Fig. 5.

Nox-4-derived oxidants cause DNA oxidation that stimulates Apex-1 expression. A: accumulation of 8-OHdG in nuclei of EOMA cells was decreased in response to deferoxamine (DFO) treatment. EOMA cells were grown on coverslips. After 18 h, cells were treated with DFO (100 μM) for specified time points as indicated. Cells were fixed and stained with 8-OHdG (green), Apex-1 (red), and DAPI (blue). B: fluorescence intensity determines there was significant decrease of both Apex-1 and 8-OHdG expression with increasing time points. C: accumulation of H₂O₂ in presence of DFO was determined by a specific cell-permeable dye PF6-AM that interacts with intracellular H₂O₂ and generates a signal (green).
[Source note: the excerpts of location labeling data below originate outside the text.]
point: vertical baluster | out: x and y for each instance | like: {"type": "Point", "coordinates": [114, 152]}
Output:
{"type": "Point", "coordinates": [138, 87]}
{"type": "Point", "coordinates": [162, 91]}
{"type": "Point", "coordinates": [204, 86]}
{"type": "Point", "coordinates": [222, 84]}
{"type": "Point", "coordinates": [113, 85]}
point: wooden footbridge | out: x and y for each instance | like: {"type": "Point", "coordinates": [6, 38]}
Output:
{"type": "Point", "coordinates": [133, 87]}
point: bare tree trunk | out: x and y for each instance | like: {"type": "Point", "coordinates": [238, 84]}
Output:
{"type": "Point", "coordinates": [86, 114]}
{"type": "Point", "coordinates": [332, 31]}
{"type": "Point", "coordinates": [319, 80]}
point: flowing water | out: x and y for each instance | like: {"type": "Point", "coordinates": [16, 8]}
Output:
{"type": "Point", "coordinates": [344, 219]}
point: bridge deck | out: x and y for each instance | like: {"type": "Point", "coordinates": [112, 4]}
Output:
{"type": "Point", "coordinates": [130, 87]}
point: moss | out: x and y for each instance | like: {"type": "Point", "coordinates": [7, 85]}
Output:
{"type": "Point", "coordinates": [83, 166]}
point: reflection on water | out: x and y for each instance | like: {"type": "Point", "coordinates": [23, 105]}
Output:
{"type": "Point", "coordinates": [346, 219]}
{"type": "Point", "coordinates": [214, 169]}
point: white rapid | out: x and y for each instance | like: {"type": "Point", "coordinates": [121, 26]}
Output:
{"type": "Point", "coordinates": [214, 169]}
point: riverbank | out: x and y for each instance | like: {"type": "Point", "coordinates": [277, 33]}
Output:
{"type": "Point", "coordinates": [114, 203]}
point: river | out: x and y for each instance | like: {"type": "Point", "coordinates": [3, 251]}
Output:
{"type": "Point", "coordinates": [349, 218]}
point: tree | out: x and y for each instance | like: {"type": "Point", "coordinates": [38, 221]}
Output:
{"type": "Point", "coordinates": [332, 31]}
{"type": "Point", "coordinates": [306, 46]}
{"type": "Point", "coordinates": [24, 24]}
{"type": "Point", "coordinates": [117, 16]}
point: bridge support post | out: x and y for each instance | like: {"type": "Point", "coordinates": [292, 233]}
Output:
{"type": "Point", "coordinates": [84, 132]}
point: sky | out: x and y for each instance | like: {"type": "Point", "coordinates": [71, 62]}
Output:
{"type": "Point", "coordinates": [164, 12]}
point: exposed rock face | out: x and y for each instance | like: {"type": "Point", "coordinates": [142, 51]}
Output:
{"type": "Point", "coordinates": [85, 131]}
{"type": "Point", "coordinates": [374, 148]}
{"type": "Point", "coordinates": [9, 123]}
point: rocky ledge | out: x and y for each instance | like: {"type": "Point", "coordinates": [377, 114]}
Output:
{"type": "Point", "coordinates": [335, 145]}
Levels of colocalization were analyzed by nuclear (Hoechst 33342) and mitochondrial (MitoTracker Red) staining. l-NAME was used as inhibitor for peroxynitrite to confirm the specificity of PF6-AM. D: quantification of fluorescence intensity determines increased accumulation of H₂O₂ after 2 h of DFO treatment in total as well as nuclear compartments. E: images display oxidized DNA increased expression of Apex-1. Oxidative DNA was isolated from EOMA cells and transfected to MAE cells for 48 h as described in Methods. F: quantification of fluorescence intensity of Apex-1 in presence of oxidized DNA. G: Apex-1 protein expression in presence of oxidative DNA measured by Western blot analysis. Results are expressed as means ± SD; *P <0.05.